Kosika closed her eyes again, trying to hold on to the dregs of her dream, to find her way back, but it was gone, and so was Holland.
“What a monster you were last night,” Nasi was saying. “I think it’s time you slept alone.”
She said it gently, clearly expecting some resistance, but Kosika instantly agreed.
II
RED LONDON
NOW
The first thing Lila noticed was that the world wasn’t moving.
She’d learned to distrust the absence of motion, the lack of bob and sway that accompanied life aboard a ship. Stillness was not only strange, but dire. It meant something had gone wrong. Before she could even place the wrongness, she was reaching beneath her pillow for the knife she kept there. But the space was empty, and the pillow was silk, and the bed beneath her was too soft, and as her mind finally caught up, it supplied a single word: palace.
Lila groaned, and rolled over.
Pale morning light spilled across the bed, and the place where Kell had been lying, dead to the world, the night before. Only now, there was nothing but a tangle of rumpled sheets. Bad enough she’d followed him into the palace. Worse, that he had left her here.
Lila threw off the covers and got up, wishing she’d barred the door the night before.
Her jacket lay cast onto a chair, along with her boots, and the handful of blades she’d bothered to shed before collapsing into bed. But the boots had been cleaned, and someone had arranged the knives left to right in descending order of size. She unsheathed one, and checked its edge. Of course. It had been sharpened. And even though no one would be foolish enough, she still found herself touching the knives she kept on even while sleeping—the ones strapped to her thigh, her hip, the small of her back—just to be sure they were still there.
Lila sighed, and crossed the massive chamber.
A marble basin sat on a shelf on the far wall, a pitcher beside and a mirror mounted overhead. She poured the water into the bowl, and even though the pitcher had likely been sitting for hours, waiting to be used, the water came out hot. Lila stared at the steam rising from the basin.
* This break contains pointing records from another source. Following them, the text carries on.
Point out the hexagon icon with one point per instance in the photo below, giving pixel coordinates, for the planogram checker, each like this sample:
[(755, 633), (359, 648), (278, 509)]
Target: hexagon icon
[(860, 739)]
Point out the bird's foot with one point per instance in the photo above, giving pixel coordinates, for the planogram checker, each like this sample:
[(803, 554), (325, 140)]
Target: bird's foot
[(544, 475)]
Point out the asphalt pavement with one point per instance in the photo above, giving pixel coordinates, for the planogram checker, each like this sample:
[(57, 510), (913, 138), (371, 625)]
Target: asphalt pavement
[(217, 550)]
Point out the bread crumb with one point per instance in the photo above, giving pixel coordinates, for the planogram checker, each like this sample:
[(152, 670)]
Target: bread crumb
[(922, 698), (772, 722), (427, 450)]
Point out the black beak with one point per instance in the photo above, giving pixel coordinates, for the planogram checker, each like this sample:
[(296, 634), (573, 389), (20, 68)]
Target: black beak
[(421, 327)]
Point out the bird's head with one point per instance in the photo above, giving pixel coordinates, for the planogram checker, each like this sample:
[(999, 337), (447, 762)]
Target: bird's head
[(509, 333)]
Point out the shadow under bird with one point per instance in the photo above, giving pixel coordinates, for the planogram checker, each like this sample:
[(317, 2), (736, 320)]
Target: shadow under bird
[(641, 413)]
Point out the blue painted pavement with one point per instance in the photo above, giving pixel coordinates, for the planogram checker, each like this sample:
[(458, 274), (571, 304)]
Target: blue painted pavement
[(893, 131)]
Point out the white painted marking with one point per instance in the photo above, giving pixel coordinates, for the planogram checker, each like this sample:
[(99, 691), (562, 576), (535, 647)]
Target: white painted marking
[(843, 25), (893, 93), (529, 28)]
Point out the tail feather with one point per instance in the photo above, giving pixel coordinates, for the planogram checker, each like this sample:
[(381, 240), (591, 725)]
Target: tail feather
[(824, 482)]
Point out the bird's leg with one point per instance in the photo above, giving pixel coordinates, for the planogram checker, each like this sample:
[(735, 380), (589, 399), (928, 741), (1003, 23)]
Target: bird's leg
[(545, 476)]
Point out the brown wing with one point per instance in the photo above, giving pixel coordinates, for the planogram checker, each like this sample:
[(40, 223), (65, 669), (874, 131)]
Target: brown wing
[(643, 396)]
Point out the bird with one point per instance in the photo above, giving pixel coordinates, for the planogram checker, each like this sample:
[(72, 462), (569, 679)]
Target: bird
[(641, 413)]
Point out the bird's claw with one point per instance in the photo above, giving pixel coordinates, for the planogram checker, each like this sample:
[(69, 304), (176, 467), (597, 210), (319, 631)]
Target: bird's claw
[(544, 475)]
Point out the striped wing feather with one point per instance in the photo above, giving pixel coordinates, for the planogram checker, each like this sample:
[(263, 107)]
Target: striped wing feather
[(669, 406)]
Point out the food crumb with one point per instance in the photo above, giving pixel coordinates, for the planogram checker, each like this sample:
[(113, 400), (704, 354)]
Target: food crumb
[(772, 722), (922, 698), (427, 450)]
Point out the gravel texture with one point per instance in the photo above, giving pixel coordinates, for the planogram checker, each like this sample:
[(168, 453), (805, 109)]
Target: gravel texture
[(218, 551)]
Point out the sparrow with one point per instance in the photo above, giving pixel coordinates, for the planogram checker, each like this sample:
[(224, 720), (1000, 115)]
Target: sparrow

Seven years, and the casual magic of this world still took her by surprise.
Despite everything, she’d forget, and then she’d see a lantern light itself, a man breathe wind into sails, hot water spill out from a cold pitcher, and her mind would lurch, like a boot catching a crooked cobblestone. Hell, sometimes when she called on her own magic, she was still shocked that it answered.
She leaned forward, crinkled her nose as the scent of blossoms rose from the basin. Fucking royals, she thought, as she splashed the scented water onto her face, the back of her neck, ran a damp hand through her blunt-edge hair.
A glint of metal caught her eye, and she glanced up into the mirror over the bowl. Her collar was unlaced, and Kell’s ring had slipped out, and hung swinging on the end of its leather cord, the ship winking in the light. She tucked the black band back inside her tunic, but her gaze lingered on her reflection.
Two eyes stared back at her, both of them brown, one real, the other glass.
Unlike the eye she’d traded to Maris, a relic from her life back in Grey London, this one was a perfect match. As far as Lila could tell, she was the only one unsettled by the sight of it. The eerie sameness, the symmetry forged by magic, a glimpse at how she would have looked, if her real eye had not been taken as a child. Back when—as she knew now—Lila had awakened as an Antari.